Robust implementation of foreground extraction and vessel segmentation for X-ray coronary angiography image sequence

Abstract

The extraction of contrast-filled vessels from X-ray coronary angiography (XCA) image sequence has important clinical significance for intuitively diagnosis and therapy. In this study, the XCA image sequence is regarded as a 3D tensor input, the vessel layer is regarded as a sparse tensor, and the background layer is regarded as a low-rank tensor. Using tensor nuclear norm (TNN) minimization, a novel method for vessel layer extraction based on tensor robust principal component analysis (TRPCA) is proposed. Furthermore, considering the irregular movement of vessels and the low-frequency dynamic disturbance of surrounding irrelevant tissues, the total variation (TV) regularized spatial–temporal constraint is introduced to smooth the foreground layer.
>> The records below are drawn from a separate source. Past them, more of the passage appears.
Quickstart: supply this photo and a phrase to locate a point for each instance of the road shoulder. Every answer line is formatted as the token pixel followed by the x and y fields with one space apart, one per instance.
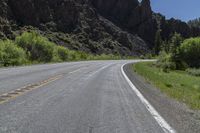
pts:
pixel 177 114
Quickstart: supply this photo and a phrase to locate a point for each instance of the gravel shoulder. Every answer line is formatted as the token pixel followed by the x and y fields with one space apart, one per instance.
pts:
pixel 178 115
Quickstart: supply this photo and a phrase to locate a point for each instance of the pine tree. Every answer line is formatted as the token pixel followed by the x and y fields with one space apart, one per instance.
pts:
pixel 158 42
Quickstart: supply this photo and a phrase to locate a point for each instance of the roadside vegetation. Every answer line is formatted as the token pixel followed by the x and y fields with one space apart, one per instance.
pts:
pixel 32 48
pixel 177 70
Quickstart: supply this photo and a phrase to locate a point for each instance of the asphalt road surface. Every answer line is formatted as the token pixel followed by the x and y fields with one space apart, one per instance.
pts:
pixel 77 97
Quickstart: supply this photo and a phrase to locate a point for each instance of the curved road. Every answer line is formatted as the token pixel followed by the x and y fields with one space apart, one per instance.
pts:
pixel 78 97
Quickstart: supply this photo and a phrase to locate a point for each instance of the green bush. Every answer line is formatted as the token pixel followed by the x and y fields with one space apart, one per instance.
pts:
pixel 193 72
pixel 11 54
pixel 165 62
pixel 63 53
pixel 190 52
pixel 37 47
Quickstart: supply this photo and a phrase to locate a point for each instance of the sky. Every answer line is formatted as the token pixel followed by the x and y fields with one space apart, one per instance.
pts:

Subsequently, for vessel layer images with uneven contrast distribution, a two-stage region growing (TSRG) method is utilized for vessel enhancement and segmentation. A global threshold method is used as the preprocessing to obtain main branches, and the Radon-Like features (RLF) filter is used to enhance and connect broken minor segments. The final binary vessel mask is constructed by combining the two intermediate results. The visibility of TV-TRPCA algorithm for foreground extraction is evaluated on clinical XCA image sequences and third-party dataset, which can effectively improve the performance of commonly used vessel segmentation algorithms. Based on TV-TRPCA, the accuracy of TSRG algorithm for vessel segmentation is further evaluated. Both qualitative and quantitative results validate the superiority of the proposed method over existing state-of-the-art approaches.